= Shapero Rare Books =

Bookshop in London, England

Exterior of the shop

Shapero Rare Books is an antiquarian & rare bookshop and art gallery located at 94 New Bond Street in Mayfair, London. Established in 1979 by Bernard Shapero, the bookshop specializes in rare and antiquarian books, with particular expertise in travel and exploration literature, natural history, fine illustrated books, and works on paper.

==History==
The bookshop was founded in 1979 by Bernard Shapero, who began dealing in rare books at Gray's Antiques Market in London. Ten years later, the business moved to a purpose-designed gallery in Holland Park, before returning to Mayfair in 1996. In 2024, the bookshop relocated to its current landmark premises at 94 New Bond Street.

Under Shapero's leadership, the bookshop has grown to become one of London's most prominent antiquarian bookshops. In 2005, Slate magazine described Bernard Shapero as "London's most successful rare-book dealer and arguably the top dealer in the world today."

In April 2025, Bernard Shapero was elected President of the Antiquarian Booksellers' Association (ABA) for a two-year term.

==Specializations==
Shapero Rare Books specializes in rare and antiquarian books. The bookshop's areas of particular expertise include:

- Travel and exploration literature (15th–20th centuries)
- Natural history and scientific works
- Fine illustrated books and colour plate books
- Children's books and modern first editions
- Hebraica and Judaica
- Islamica and works of Russian interest
- Baedeker guides and historical guidebooks

==Shapero Modern==
In 2014, the company established Shapero Modern, a gallery division focusing on modern and contemporary prints, multiples, and works on paper. Under the direction of Gallery Director Tabitha Philpott-Kent, Shapero Modern specializes in Post-War and Contemporary art, with particular emphasis on American 20th-century artists.

The gallery maintains an exhibition programme of six shows annually, featuring both primary and secondary market works. Shapero Modern exhibits at major international art fairs including TEFAF Maastricht, TEFAF New York, Frieze Masters, Masterpiece London, Art Miami, the IFPDA Fine Art Print Fair, and the London Original Print Fair at the Royal Academy.

==Location and memberships==
The bookshop operates from its premises at 94 New Bond Street in Mayfair, making it the only antiquarian bookshop on Bond Street.
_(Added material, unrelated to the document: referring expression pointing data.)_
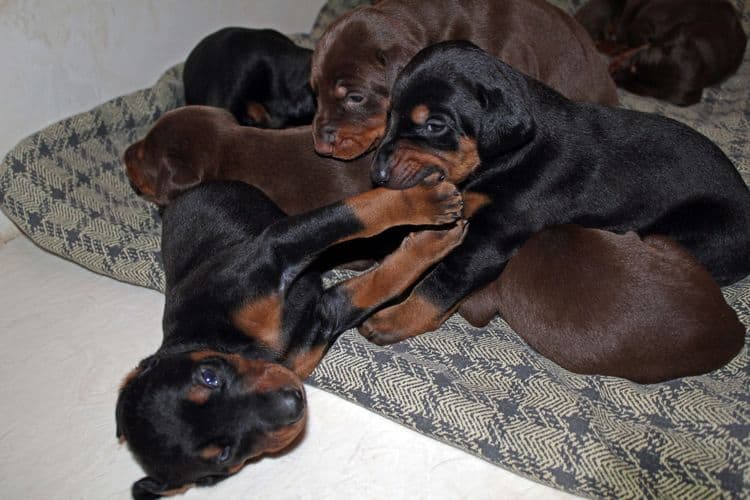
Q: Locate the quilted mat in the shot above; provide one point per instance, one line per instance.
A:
(482, 390)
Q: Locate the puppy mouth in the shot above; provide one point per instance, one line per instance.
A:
(412, 175)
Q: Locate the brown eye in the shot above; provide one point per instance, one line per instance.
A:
(354, 98)
(224, 455)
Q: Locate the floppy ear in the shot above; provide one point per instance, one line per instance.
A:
(505, 123)
(148, 488)
(175, 177)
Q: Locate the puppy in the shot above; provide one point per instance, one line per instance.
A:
(260, 76)
(246, 319)
(356, 60)
(195, 144)
(667, 49)
(527, 158)
(596, 302)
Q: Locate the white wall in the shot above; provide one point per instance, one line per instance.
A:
(61, 57)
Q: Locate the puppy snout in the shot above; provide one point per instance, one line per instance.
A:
(380, 172)
(325, 139)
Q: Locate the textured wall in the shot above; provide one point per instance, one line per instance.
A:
(61, 57)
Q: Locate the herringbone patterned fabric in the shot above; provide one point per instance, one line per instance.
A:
(482, 390)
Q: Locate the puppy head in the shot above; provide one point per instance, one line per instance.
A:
(195, 418)
(181, 150)
(450, 126)
(353, 68)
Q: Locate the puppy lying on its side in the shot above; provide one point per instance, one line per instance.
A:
(246, 319)
(194, 144)
(667, 49)
(260, 76)
(596, 302)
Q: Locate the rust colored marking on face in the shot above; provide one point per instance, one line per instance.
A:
(211, 452)
(129, 377)
(419, 114)
(408, 159)
(258, 112)
(340, 92)
(261, 320)
(473, 201)
(198, 394)
(303, 363)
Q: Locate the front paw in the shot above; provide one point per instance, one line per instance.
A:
(434, 204)
(435, 244)
(379, 330)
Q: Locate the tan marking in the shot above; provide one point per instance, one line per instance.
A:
(261, 320)
(402, 268)
(381, 208)
(258, 113)
(414, 316)
(408, 159)
(198, 394)
(257, 375)
(303, 363)
(176, 491)
(473, 201)
(130, 377)
(419, 114)
(211, 452)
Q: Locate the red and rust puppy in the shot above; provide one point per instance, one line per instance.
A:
(194, 144)
(260, 76)
(356, 60)
(246, 319)
(527, 158)
(667, 49)
(600, 303)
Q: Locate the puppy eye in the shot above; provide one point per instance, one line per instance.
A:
(224, 455)
(354, 98)
(434, 126)
(209, 378)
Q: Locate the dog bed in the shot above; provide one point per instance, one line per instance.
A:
(482, 390)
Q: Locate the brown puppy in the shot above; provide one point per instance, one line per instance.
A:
(356, 60)
(194, 144)
(668, 49)
(596, 302)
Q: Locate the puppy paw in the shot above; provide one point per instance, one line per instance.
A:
(436, 204)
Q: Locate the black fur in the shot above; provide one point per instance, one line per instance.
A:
(545, 160)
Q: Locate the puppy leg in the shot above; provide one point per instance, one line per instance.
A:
(470, 267)
(348, 303)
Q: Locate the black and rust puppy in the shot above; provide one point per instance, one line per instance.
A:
(260, 76)
(246, 319)
(668, 49)
(527, 158)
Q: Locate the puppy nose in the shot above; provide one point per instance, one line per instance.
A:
(328, 133)
(381, 168)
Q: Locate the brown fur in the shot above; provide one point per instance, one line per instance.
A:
(596, 302)
(194, 144)
(668, 49)
(360, 54)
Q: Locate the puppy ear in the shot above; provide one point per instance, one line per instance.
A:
(148, 488)
(506, 123)
(175, 177)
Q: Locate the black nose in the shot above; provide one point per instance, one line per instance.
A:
(381, 168)
(290, 405)
(328, 133)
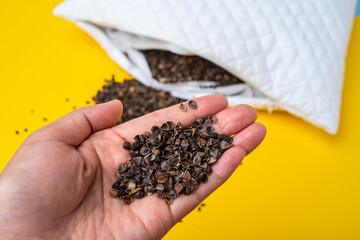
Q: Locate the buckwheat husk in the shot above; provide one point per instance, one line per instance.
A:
(169, 160)
(168, 67)
(137, 99)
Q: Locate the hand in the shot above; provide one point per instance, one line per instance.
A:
(57, 183)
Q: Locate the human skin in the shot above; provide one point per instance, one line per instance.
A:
(56, 186)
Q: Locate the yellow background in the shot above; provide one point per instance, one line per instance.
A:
(301, 183)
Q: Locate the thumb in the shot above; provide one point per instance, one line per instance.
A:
(73, 128)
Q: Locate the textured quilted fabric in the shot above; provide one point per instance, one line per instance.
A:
(292, 51)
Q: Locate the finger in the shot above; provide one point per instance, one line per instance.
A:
(233, 120)
(206, 106)
(248, 139)
(76, 126)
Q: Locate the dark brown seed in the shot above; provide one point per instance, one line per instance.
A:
(122, 167)
(169, 200)
(127, 199)
(225, 145)
(197, 160)
(113, 193)
(139, 195)
(213, 119)
(135, 146)
(161, 177)
(144, 151)
(147, 134)
(178, 188)
(183, 107)
(149, 189)
(173, 161)
(155, 130)
(135, 190)
(212, 160)
(137, 160)
(170, 194)
(160, 187)
(171, 125)
(160, 194)
(165, 166)
(186, 177)
(131, 185)
(192, 104)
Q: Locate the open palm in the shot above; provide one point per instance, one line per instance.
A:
(57, 184)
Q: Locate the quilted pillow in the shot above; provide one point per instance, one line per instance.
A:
(290, 53)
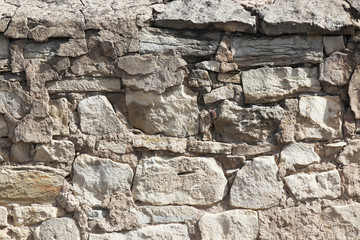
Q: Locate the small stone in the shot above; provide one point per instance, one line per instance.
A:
(179, 180)
(57, 228)
(256, 185)
(233, 224)
(97, 116)
(298, 155)
(315, 185)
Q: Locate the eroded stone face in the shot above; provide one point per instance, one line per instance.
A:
(180, 180)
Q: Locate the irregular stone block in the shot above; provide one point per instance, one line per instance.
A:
(319, 118)
(256, 185)
(315, 185)
(95, 177)
(174, 113)
(284, 50)
(298, 155)
(233, 224)
(158, 232)
(84, 85)
(97, 116)
(28, 184)
(202, 14)
(314, 17)
(253, 124)
(153, 72)
(179, 180)
(61, 228)
(264, 85)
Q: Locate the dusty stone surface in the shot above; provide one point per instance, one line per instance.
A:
(315, 185)
(231, 224)
(190, 181)
(319, 118)
(256, 185)
(175, 113)
(272, 84)
(95, 177)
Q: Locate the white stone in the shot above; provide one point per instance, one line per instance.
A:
(95, 177)
(266, 84)
(179, 180)
(229, 225)
(298, 155)
(97, 116)
(256, 185)
(315, 185)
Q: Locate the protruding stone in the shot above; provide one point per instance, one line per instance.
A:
(233, 224)
(256, 185)
(97, 116)
(174, 113)
(315, 185)
(95, 177)
(319, 118)
(264, 85)
(180, 180)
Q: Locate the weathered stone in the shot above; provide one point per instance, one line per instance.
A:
(319, 118)
(60, 151)
(28, 184)
(167, 214)
(84, 85)
(264, 85)
(153, 72)
(180, 180)
(285, 50)
(315, 185)
(29, 215)
(159, 232)
(97, 116)
(309, 17)
(298, 155)
(209, 147)
(203, 14)
(233, 224)
(158, 143)
(95, 177)
(350, 153)
(253, 124)
(174, 113)
(337, 69)
(57, 228)
(256, 185)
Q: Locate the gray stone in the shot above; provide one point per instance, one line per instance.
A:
(264, 85)
(225, 14)
(95, 177)
(315, 185)
(179, 180)
(97, 116)
(174, 113)
(284, 50)
(305, 17)
(256, 185)
(233, 224)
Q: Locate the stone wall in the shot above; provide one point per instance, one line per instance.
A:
(183, 119)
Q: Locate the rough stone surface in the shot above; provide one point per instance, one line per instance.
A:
(273, 84)
(97, 116)
(95, 177)
(256, 185)
(233, 224)
(180, 180)
(319, 118)
(284, 50)
(315, 185)
(175, 113)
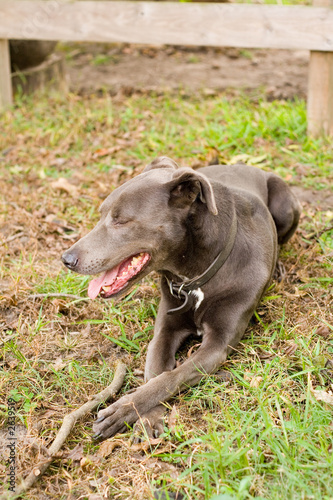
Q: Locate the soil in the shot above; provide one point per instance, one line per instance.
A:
(131, 68)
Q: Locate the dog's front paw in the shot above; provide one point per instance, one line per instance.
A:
(149, 426)
(114, 418)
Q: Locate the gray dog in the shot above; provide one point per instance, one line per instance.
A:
(213, 235)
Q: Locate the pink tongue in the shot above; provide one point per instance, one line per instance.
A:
(106, 279)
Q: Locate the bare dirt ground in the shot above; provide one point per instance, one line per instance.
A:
(129, 68)
(125, 69)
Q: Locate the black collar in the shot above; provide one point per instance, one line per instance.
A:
(184, 290)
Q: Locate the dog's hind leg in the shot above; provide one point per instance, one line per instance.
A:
(284, 207)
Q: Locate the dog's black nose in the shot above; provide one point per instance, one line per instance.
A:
(70, 260)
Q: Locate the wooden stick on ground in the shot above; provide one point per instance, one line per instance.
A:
(67, 425)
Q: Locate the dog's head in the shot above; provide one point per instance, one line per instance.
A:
(143, 226)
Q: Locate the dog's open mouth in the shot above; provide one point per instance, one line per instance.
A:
(115, 279)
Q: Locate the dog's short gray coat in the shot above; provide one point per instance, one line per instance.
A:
(183, 219)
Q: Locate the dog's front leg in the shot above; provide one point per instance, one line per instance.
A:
(131, 407)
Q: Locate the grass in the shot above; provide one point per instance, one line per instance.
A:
(260, 433)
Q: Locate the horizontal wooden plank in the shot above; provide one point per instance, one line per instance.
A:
(236, 25)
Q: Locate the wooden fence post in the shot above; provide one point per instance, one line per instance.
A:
(320, 88)
(6, 96)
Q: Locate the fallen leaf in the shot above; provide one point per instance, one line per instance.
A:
(145, 445)
(76, 454)
(255, 381)
(326, 397)
(58, 365)
(108, 446)
(290, 349)
(324, 331)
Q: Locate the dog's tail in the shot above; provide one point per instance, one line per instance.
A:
(284, 207)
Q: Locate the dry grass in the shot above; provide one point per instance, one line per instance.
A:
(57, 351)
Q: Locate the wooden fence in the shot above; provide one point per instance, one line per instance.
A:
(210, 24)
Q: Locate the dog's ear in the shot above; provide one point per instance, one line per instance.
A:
(161, 162)
(187, 185)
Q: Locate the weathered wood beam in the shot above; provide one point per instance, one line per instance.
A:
(234, 25)
(6, 96)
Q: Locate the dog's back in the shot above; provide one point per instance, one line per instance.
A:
(271, 189)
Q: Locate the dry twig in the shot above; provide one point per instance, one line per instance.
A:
(57, 295)
(67, 425)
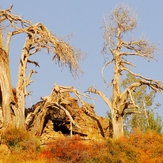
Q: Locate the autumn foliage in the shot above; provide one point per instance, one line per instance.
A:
(138, 147)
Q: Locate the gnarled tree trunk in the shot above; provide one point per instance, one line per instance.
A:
(5, 84)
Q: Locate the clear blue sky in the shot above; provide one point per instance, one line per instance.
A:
(84, 19)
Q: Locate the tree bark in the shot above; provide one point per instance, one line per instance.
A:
(117, 122)
(5, 84)
(21, 86)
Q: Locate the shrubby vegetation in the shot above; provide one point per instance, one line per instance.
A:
(137, 147)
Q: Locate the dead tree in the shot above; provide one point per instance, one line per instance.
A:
(38, 37)
(122, 21)
(56, 103)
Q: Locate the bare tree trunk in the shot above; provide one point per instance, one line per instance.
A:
(5, 84)
(21, 86)
(117, 122)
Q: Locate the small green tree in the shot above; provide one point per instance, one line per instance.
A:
(121, 22)
(144, 117)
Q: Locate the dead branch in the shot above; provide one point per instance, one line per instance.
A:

Shapero Rare Books is a member of several professional organizations, including the Antiquarian Booksellers' Association (ABA) and the International League of Antiquarian Booksellers (ILAB).

==Staff and expertise==
The bookshop's specialists collectively possess over 250 years of combined experience in the antiquarian book trade. The team includes experts in various specialized fields of collecting, enabling the bookshop to serve both institutional and private collectors internationally.